Like most boys of the day, Carol and Billy were delinquents. They started by taking penny candies from the jars at the General Store, but quickly the severity of their crimes grew and soon they were robbing rooms of the guests at August Blake’s hotel. It was about that time that both teenage boys took a fancy to their mutual friend, La Tullida. All was well and good till the time that Billy found Carol with Juana and called him out. In the ensuing gunfight Carol Blake lost the ring finger and the pinky finger of his left hand, Billy was unscathed. Carol Blake slunk out of town, and drifted to Arizona. There, with the help of his pistol, he gained a modest amount of notoriety by robbing stage coaches, trains, and the occasional bank. His picture was on the walls of most every Post Office. He continued to evolve into a merciless killer and outlaw who would not let anyone or anything stand in the way of something he desired. He cut a swath of terror across Arizona. The Yuma Weekly News published a story in ’76 where they called him and his crew of five, curs. Carol quite fancied the moniker and adopted the name Carol “The Cur”, aka Cur Blake.
It was about that time that word reached him about his old friends, Billy and Juana. Word was that they had gotten hitched and set up house somewhere back in New Mexico. “Cur” determined he would go back and extract revenge on his one time friend and rival, Billy. He just wasn’t sure where they were in the territory, and it was a large territory. He rode east to Silver City, figuring that was as good a place to start looking as any. On the ride he began to dream of rekindling his romance with La Tullida.
Blake pulled Cerveza, his pony, up short at the top of the hill overlooking the town he had once called home. He knew that Billy was a drinkin’ man and he figgered he might just start lookin’ for him at the saloon. He clucked with his tongue, pulled his hat low over his eyes, and moved the reins against the horse’s neck. They moved slowly down the hill and into Silver City. Outside the “Miner Saloon” he looped Cerveza’s reins around a post and pushed his way into the barroom. His reputation had preceded him and someone there recognized his face under the brim of his Stetson.

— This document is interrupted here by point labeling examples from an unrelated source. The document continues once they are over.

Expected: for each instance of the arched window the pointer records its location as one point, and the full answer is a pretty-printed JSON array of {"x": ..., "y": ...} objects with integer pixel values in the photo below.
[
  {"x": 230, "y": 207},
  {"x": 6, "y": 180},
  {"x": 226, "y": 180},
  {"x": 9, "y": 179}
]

“Blake!” was whispered from the long bar and the whisper quickly spread. He stood at the doorway allowing his eyes to adjust to the gloom inside. Slowly a hush fell and he moved deeper into the room, his spurs jangling with each slow, measured step. It was deadly quiet when Carol stopped and took a place at the bar.

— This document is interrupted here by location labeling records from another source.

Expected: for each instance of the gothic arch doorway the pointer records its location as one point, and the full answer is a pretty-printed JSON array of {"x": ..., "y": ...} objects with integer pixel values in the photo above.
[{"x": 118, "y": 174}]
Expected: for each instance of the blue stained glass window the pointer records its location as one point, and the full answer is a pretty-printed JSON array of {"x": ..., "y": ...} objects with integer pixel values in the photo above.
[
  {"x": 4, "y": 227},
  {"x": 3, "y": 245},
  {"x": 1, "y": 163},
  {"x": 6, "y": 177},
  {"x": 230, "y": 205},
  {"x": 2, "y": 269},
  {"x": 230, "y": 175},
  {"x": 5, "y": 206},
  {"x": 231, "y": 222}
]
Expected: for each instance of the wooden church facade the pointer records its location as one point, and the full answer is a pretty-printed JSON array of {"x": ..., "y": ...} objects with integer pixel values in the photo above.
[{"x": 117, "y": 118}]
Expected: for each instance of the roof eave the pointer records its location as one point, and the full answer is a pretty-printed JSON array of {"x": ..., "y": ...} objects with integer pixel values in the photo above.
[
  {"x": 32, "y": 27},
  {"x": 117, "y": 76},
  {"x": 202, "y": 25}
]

“We don’t want no trouble, Mr. Blake,” the barman squeaked.
A grin spread and Carol replied, “Me neither.” The room remained quiet as the drama at the bar unfolded, the girls were watching from the landing upstairs. The gamblers were watching from the card tables. The piano man was watching from his stool. The tension was so thick it could be cut with a knife. “You know what they call me in Arizona?” he turned and asked the room.
No one answered “Cur Blake’s what they call me, and I’m lookin’ for Billy,” he said softly.
No one said a word. The silence pressed down suffocating all except Carol.
Blake held up his mangled left hand, “I’m lookin’ for the man who shot my paw.”
I had to rise to this challenge, I just had to. Sorry it’s so corny. Hope you got a smile out of it.